Я встретила Джонатана, прекрасно разыграв сцену удивления и ничем не выдав того, что наблюдала за его приездом. Это притворство было одной из тех уловок, которые все более и более становились мне привычными. В продолжение обеда Клэр наблюдал за нами, и многие из его реплик таили в себе колючий потаенный смысл.
— Я распорядился, чтобы миссис Эндрюс приготовила комнату для нашего гостя, — говорил он с кажущимся радушием. — Прошу меня простить, леди Клэр, за вмешательство в вашу домашнюю сферу, но, так как вы не знали о приезде мистера Скотта, вы не могли сказать ей об этом, не так ли?
— Я не могу злоупотреблять вашим гостеприимством, милорд, — ответил Джонатан.
— Но где же вы тогда остановитесь?
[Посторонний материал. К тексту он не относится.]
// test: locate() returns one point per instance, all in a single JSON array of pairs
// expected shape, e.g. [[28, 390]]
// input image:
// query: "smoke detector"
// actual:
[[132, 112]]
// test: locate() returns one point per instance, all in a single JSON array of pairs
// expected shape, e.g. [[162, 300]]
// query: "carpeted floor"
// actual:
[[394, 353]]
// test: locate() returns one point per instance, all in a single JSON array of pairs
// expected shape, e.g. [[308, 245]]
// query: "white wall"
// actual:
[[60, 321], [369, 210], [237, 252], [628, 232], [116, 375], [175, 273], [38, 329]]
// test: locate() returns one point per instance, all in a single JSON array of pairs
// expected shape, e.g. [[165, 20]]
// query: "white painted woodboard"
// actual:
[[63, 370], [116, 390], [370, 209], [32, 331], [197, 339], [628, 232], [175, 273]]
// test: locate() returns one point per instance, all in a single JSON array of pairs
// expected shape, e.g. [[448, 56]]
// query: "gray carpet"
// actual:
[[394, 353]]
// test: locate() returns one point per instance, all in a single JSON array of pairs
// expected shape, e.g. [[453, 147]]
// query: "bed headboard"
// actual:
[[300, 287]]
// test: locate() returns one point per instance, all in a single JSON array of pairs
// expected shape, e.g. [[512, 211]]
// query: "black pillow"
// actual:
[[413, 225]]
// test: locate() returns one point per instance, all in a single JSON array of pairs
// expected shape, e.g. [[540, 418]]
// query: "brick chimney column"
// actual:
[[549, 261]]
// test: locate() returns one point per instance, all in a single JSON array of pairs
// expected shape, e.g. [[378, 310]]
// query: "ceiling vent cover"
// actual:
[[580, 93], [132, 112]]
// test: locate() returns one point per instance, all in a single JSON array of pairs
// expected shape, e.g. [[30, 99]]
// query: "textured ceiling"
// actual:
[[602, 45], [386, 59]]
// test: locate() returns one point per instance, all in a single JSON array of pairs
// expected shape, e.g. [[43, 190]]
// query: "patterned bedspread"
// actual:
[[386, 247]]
Возможно, у меня возникнет срочная необходимость проконсультироваться с вами; не вызывать же вас из Лидса или Рихона всякий раз по каждому поводу.
— Я остановлюсь в деревне, ваша милость.
— В деревне нет гостиницы.
— Я заказал комнату в одной семье.
— В какой семье? — спросила я с интересом.
— У Миллеров. У них освободилась комната после смерти матери.
— Да, я знаю. Печальная утрата. Джанет только тринадцать, и у них еще один ребенок.
Я покраснела от удивленного взгляда Джонатана. Клэр, также потерявший дар речи от изумления, вскоре пришел в себя.